Student participates in summer research program with Syracuse University

The 2022 Syracuse University Louis Stokes Alliance for Minority Participation (LSAMP) Summer Research Project has selected Yakima Valley College student Francisco Flores of Yakima to attend their 10-week summer residential experience, June 6-August 12. The program is dedicated to increasing the number of underrepresented students graduating with baccalaureate degrees in the fields of science, technology, engineering and mathematics (STEM). Flores is only the second student from Washington state to participate in the program, which selects approximately 14 students annually from across the nation.

The LSAMP Research Program is a paid summer research opportunity that provides undergraduate scholars, like Flores, with the opportunity to work with distinguished faculty and staff as well as network with others in their field of interest.

“I am grateful to be allowed to work alongside other scholars who share the same interest as I do,” Flores said. “I believe this experience will help me develop my problem-solving skills and furthermore strengthen my interest in engineering.”
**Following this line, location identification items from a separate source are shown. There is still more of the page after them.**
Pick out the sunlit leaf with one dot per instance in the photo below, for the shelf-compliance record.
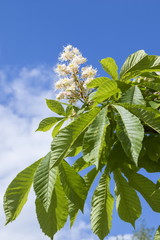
(47, 123)
(68, 135)
(147, 188)
(148, 115)
(127, 201)
(105, 91)
(55, 106)
(53, 220)
(73, 184)
(58, 127)
(102, 207)
(133, 96)
(130, 132)
(157, 234)
(138, 63)
(44, 181)
(110, 66)
(94, 138)
(17, 192)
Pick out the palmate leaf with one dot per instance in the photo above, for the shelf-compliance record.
(127, 201)
(73, 209)
(105, 91)
(55, 106)
(53, 220)
(152, 85)
(130, 132)
(157, 234)
(133, 96)
(47, 123)
(94, 138)
(17, 192)
(148, 115)
(44, 181)
(117, 157)
(68, 135)
(58, 127)
(76, 147)
(80, 164)
(130, 63)
(73, 184)
(149, 165)
(102, 207)
(110, 66)
(146, 187)
(153, 147)
(138, 63)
Student scholars have the opportunity to conduct and present research under the direction of a faculty research mentor at Syracuse University. Through this program, scholars gain theoretical knowledge and practical training in academic research and scientific experimentation.

Research opportunities are available in many STEM disciplines including applied mathematics, architecture, biochemistry, biology, biotechnology, chemistry, computer science, earth science, engineering (aerospace, biomedical, chemical, civil, computer, electrical, environmental and mechanical), information sciences, mathematics, neuroscience, nutrition sciences, physics, statistics and systems science.

Flores will participate in research focused on aerospace engineering.

“I have an aspiration to be an engineer in aerospace and to be involved in technological innovations,” he said. “I esteem being able to use new ideas for innovation from which others can benefit. I want to work in an environment where I can apply science and mathematics to solve problems to exploratory questions.”

“Francisco is a student highly focused on succeeding,” said YVC’s Interim STEM Program Coordinator Cristy Rasmussen. “I am glad that the STEM program is able to support whatever his dreams are academically and match him to opportunities and resources. He is only the 2nd student from Washington state to be accepted into this research program at Syracuse and I know he will thrive in an environment where he is challenged and mentored. I have no doubt Francisco will be a great engineer one day solving complex problems. The YVC STEM program is preparing him to further his education and to exceed at his next university.”

In addition to working with a faculty research team, Flores will participate in professional development workshops and community building activities. Students also earn a $4,000 stipend for participation and free room and board.

The project is a partnership with the National Science Foundation.